Euro tribunal unfreezes Sison’s assets

PHILIPPINE NEWS SERVICE — The European Union’s Court of Justice on Wednesday overturned a decision by EU governments to freeze the assets of exiled communist leader Jose Maria Sison, who is on the EU’s terror list.

The Luxembourg-based court said EU governments breached European law by not informing Sison why his assets were frozen under the EU’s anti-terrorism policies.

In its ruling, the court pointed to a similar judgment in December that overturned an EU decision to freeze the assets of the People’s Mujahadeen of Iran, an Iranian opposition group.

The EU ruling said ‘’rights and safeguards were not respected’’ by EU governments in adopting decisions to freeze the assets of Sison in 2002, and the Netherlands- based Al Aqsa Foundation in 2003.

The court’s decision did not rule on whether Sison or Al Aqsa should be removed from the EU’s terror list entirely. But the ruling raises more questions over the EU anti-terror measures rushed in after the Sept. 11, 2001 attacks in the United States.

Under its previous ruling, EU governments were asked to review whether the Paris-based People’s Mujahadeen Organization of Iran should be taken off the terrorist list. The EU has refused to remove the group and argues that it has met the court’s demands by providing it with the required information about its inclusion.

The organization has responded with a lawsuit seeking 1 million euros ($1.35 million) in damages, claiming the EU is obliged by the court ruling to annul the 2002 decision designating it as a terrorist group.

An EU panel added Sison, a Philippine national living in exile in the Netherlands, to its terror list in October 2002. He was placed on the list both as an individual and as a member of the New People’s Army, the armed wing of the Communist Party of the Philippines.

Sison’s lawyers argued that he has not been a leader of the Philippine communists since he was put in prison in 1977 in the Philippines. He left the country in 1986 and now lives in the Netherlands.

Also yesterday, the country’s top security official criticized the anti-terror law yesterday, saying safeguards introduced by Congress had defanged its provisions.

National Security Adviser Norberto Gonzales said stiff penalties on wrongful arrests, for example, made it impossible for security forces to arrest terror suspects without warrants as provided by the law.

At a forum at the National Press Club, Gonzales assured journalists the law would not be used to persecute the opposition or to justify the wiretapping of the media, and that an information campaign sought to avoid false impressions of the law.

For example, he said, street protesters would not be considered terrorists unless they destroyed property or injure other people. Rebels and coup plotters, on the other hand, were considered terrorists.

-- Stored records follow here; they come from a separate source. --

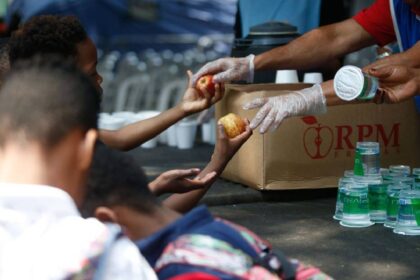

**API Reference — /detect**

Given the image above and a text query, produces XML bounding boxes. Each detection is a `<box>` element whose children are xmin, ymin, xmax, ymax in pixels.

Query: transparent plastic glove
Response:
<box><xmin>192</xmin><ymin>54</ymin><xmax>255</xmax><ymax>84</ymax></box>
<box><xmin>243</xmin><ymin>84</ymin><xmax>327</xmax><ymax>134</ymax></box>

Despite its flaws, he said, the new law would bolster the government’s campaign against the Abu Sayyaf bandits and the Jemaah Islamiyah terror group.

President Gloria Macapagal Arroyo recently signed the anti-terrorism bill into law.

The United States and Australia welcomed the move, saying the law was timely and would help counter terrorism in the Philippines, but critics have warned against possible human rights abuses.

In the Senate yesterday, Minority Leader Aquilino Pimentel Jr. said the communist rebels and other groups could not be classified as automatic targets of the new law.

He told a press briefing that the government could not implement the law on July 15 unless it had complied with the publication requirements specified by the law.

Senators Rodolfo Biazon and Manuel Roxas II agreed, saying the new law could only be carried out after the government released the guidelines for its provisions.